On the face of it, it was sound advice. “If you’re worried about [security online], do something about it. Take security on yourselves, and don’t trust anybody else to do it.”
Thus spake Marcus Sachs, Verizon’s VP of national security policy, at Cyber Security Summit 2013, September 25, New York City. He was addressing people—many of whom, presumably, Verizon customers—concerned about (perhaps outraged over) the company’s compliance with National Security Agency (NSA) surveillance programs as revealed in the Edward Snowden leaks.
The sound part of Sachs’s advice is that, online and offline alike, each of us must take proactive, aggressive, primary responsibility for our security, privacy, and reputation. In two books now, Wide Open Privacy: Strategies for the Digital Life (IT-Harvest, 2012) and Cybermilitia: A Citizen Strategy to Fight, Win, and End War in Cyberspace (IT-Harvest, 2013), my coauthor, J. R. Smith, and I have advocated individual responsibility online and government and industry action to empower consumers to assume that responsibility. Consumers, the producers of Big Data and personally identifying information (PII) online, are in the best, most logical, and most appropriate position to control that data.
So much for sound thinking. Beyond this point, Sachs’s position betrays both bad business and bad citizenship.
First, the bad business. Let me count the ways.
- “Don’t look at us to protect your data. That’s on you,” Sachs told Tom’s Guide at the New York summit.
It’s always bad business to tell your customers or prospective customers to fend for themselves because you can’t help them.
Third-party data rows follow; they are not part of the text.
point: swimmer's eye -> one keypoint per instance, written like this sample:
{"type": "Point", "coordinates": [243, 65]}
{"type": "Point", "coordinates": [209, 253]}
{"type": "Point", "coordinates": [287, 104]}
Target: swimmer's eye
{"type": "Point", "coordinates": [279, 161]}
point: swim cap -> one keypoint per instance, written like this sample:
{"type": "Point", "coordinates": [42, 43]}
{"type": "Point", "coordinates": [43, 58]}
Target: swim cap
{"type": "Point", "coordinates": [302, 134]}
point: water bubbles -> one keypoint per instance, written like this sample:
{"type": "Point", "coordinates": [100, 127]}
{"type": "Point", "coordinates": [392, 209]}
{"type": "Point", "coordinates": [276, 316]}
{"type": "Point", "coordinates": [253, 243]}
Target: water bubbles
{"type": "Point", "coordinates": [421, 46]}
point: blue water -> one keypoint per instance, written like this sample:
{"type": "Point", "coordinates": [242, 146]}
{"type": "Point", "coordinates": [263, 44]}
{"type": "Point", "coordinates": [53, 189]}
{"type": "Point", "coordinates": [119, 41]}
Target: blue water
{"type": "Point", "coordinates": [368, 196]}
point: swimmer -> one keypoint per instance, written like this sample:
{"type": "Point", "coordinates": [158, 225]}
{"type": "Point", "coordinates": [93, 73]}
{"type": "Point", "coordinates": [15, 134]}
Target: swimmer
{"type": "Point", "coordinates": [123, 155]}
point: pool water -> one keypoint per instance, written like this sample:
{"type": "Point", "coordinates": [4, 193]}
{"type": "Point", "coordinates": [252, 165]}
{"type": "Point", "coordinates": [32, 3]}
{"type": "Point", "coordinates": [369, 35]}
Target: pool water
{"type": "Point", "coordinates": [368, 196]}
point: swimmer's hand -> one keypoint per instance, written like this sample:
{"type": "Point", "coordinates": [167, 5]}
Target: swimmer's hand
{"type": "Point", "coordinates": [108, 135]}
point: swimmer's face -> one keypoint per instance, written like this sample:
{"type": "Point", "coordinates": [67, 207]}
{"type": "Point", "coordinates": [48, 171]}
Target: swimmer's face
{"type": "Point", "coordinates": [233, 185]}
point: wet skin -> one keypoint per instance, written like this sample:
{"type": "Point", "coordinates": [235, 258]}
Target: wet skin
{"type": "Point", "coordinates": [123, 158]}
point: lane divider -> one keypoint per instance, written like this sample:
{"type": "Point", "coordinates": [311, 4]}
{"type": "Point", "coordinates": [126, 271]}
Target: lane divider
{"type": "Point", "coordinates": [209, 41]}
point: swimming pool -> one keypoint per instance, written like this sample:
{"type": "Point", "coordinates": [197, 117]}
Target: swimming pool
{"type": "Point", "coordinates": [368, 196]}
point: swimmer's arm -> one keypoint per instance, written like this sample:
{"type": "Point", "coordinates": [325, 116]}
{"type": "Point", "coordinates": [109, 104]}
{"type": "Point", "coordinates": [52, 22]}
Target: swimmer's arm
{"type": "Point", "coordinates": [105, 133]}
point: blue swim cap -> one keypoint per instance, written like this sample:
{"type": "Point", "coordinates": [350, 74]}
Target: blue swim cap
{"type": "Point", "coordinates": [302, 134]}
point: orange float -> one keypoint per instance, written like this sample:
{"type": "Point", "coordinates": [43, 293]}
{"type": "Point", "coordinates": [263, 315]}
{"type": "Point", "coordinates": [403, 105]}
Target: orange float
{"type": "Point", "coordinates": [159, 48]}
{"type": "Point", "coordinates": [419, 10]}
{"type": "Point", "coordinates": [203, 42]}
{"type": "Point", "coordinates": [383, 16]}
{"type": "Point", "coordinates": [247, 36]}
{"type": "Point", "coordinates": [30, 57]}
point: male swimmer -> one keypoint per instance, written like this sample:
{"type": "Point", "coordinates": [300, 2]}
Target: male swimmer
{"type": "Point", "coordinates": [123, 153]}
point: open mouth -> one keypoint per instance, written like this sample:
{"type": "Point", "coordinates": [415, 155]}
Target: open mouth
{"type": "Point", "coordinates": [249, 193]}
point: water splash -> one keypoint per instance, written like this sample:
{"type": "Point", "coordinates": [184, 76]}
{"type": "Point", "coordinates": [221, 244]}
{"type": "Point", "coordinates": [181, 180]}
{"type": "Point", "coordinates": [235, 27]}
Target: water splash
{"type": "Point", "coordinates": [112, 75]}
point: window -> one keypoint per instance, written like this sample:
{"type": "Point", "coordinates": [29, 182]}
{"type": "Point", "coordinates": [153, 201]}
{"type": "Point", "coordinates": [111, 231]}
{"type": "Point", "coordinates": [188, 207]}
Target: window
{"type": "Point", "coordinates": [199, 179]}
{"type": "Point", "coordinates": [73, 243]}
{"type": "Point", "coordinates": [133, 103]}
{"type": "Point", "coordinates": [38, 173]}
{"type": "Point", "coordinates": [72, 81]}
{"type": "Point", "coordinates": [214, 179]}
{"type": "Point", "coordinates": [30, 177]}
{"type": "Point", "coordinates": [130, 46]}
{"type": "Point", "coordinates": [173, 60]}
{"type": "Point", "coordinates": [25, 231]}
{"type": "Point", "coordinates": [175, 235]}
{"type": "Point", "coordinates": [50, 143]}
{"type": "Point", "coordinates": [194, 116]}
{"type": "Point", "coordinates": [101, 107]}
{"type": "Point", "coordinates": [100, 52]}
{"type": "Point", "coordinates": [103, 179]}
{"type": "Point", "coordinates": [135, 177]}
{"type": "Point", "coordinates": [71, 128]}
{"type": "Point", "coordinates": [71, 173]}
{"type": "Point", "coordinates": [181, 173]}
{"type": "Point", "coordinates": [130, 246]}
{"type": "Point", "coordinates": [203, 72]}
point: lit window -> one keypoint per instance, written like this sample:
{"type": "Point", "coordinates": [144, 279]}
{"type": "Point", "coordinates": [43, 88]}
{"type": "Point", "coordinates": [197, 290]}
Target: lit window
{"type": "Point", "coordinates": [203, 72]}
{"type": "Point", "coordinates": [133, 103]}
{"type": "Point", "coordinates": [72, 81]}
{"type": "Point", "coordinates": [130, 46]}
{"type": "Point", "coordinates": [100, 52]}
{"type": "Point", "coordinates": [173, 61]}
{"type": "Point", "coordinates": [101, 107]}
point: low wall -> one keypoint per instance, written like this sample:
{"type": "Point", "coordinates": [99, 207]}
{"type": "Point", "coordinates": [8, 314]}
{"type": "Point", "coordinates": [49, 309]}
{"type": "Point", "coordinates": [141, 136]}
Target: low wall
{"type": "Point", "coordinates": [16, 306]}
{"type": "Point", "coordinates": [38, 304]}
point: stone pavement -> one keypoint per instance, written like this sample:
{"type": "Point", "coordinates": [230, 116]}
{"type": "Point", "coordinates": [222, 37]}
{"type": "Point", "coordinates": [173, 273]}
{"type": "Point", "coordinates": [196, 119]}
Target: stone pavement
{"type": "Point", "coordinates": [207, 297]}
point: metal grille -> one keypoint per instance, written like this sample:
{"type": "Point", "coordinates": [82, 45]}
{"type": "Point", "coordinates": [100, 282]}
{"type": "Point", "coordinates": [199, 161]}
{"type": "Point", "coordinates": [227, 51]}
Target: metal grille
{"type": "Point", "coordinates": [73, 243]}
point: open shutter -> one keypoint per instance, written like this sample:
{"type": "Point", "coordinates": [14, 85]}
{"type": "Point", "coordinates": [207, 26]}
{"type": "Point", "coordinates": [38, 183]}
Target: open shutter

2. Go to “services out there [that offer privacy and security apps] . . .”
It’s always bad business to deliberately send customers or prospective customers to other solution providers.
3. Sachs’s understanding of his business, as Tom’s Guide paraphrases it, is to “provide reliable, accessible communications between [Verizon] customers.” Sachs explained: “People are more interested in [whether or not their calls are going through] than [in asking] ‘Are you a spy for the NSA?’”
It’s bad business, really bad business, not to know your business. Sachs thinks his business, the business of Verizon, is to provide clear phone calls. But he mistakes one feature of his business—one service—for the whole business.
The whole business of Verizon is to deliver maximum value to each customer online. Of course, the company cannot guarantee absolute privacy and security. And of course, the company cannot promise to break the law in order to serve the customer. (Verizon, like other telecoms, has legal obligations to share aspects of customer data with the federal government, and federal law further bars Verizon and other telecoms from disclosing government requests for data.) What the company can and must do is pledge to deliver as much value, security, and privacy as it possibly can. It must never position itself in opposition to the customer, but always as the customer’s partner in an exchange of value for value. Anything less is just so much malpractice, posturing, bullying, or just plain dickish misconduct. In a very real sense, we might call it theft, an instance of taking value without giving commensurate value in return.
Can Verizon, or any business, continue to compete using this business model? Maybe—but certainly not as well as it might if it followed a more equitable model. But on to the topic of bad citizenship.
In the case of this major telecom provider, one consequence of failing to understand the company’s business is failing to accept Verizon’s role as one of the major stewards of the Internet. The Internet has become in an astoundingly short time the technological matrix of global civilization. Morally, it is, therefore, a public trust, but, legally, it is a creature of private enterprise. All of the Internet’s stewards—all of the telecoms and ISPs—are corporations run for profit. As such, they should feel themselves privileged and honored. For it is not every profit-making enterprise that is so obviously and spectacularly positioned to do well by doing good, to profit from building, expanding, and maintaining the data-driven, freedom-enriching, life-improving infrastructure of civilization.
The price of such profound privilege and honor?
To profit by delivering technological excellence and continual innovation in the service of all the civilization-affirming values the Internet, at its very best, empowers and enhances. This calls for a vision of national and global corporate citizenship that works for the good of all and never willfully leaves any customers or potential customers to fend for themselves in a digital network along which the controllers of some nodes are careless, or arrogant, or avaricious, or misguided, or unwise, and others are simply malicious.